-40-

506 35 2
                                    

Hiç durduk yere, sebep yokken hüzünlendiniz mi? Dışında hissettiniz mi etrafınızdaki her şeyin? Sanki baştan aşağı kederle dolmuşsunuzdur ve ağırlığı diğer her şeyin üzerine çökmüştür.

Ben böyle sebepsiz kedere düştüğüm her anın, yaşayacağım acıların ön gösterimi olduğunu sanarım. İçim biliyor, ruhum hissediyor ama benim sebebini öğrenme vaktim henüz gelmemiş gibi.

Karamsarlık bu belki, zaten ben hiçbir zaman iyimser olamadım. Fakat aksi bir halde olmayı da yeğlemezdim, en azından hayal kırıklıklarının yerine beklenenden fazlasını elde etme şansı bulunuyor.

Yine böyle sebep bulamadığım duyguların pençesinde bir başıma otururken, yanıma birinin kurulduğunu farkettim. Başımı sol tarafa çevirdiğimde beklemeyeceğim biriyle karşılaşmıştım.

Siyaha çalan gözleri tam karşıya odaklıydı, yüzünde gerginlik hakimdi. Sanırım okulun arka bahçesi iyiden iyiye mutsuzlara sığınak olmuştu.

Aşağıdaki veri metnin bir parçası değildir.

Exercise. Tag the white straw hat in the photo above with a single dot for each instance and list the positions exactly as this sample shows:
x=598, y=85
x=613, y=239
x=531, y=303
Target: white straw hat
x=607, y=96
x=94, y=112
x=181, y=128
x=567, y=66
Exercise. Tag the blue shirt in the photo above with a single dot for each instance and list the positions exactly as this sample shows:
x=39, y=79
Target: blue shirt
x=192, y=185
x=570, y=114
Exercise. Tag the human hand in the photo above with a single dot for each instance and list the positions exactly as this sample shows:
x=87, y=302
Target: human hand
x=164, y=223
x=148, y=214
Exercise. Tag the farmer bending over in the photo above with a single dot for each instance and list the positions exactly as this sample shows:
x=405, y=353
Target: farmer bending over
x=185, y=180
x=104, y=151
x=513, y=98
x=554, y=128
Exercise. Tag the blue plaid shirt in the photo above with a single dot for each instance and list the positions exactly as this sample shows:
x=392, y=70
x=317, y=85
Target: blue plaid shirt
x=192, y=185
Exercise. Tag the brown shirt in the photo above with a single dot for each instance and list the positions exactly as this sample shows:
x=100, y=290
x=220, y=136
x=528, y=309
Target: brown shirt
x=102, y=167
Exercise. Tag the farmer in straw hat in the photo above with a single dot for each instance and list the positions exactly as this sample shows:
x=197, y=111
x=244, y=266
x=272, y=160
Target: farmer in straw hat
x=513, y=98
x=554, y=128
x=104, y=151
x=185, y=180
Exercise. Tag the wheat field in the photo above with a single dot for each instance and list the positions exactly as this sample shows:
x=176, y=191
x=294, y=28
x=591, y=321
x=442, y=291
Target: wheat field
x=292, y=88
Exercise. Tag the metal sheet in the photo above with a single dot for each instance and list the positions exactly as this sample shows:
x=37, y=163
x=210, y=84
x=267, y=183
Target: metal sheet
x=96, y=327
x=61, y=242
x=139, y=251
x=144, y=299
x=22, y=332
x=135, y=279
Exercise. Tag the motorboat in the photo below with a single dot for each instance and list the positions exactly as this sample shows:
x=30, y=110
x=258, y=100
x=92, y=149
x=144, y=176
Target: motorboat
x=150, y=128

"Nasılsın?" dedi Hazar, düz bir tonla.

En son onunla Baybars'la olan ilişkimizi kınadığında konuştuğumuzu hatırladım. Geçen zamanda selamlaşmamıştık bile.

"Bilmem, tuhafım. Sen?"

"Ben de."

Sessizliği dinledik bir süre, en azından benim buraya gelme sebebim buydu.

"Sevmediğin biri tarafından sevilmek suçluluk duygusu oluşturuyormuş, anladım."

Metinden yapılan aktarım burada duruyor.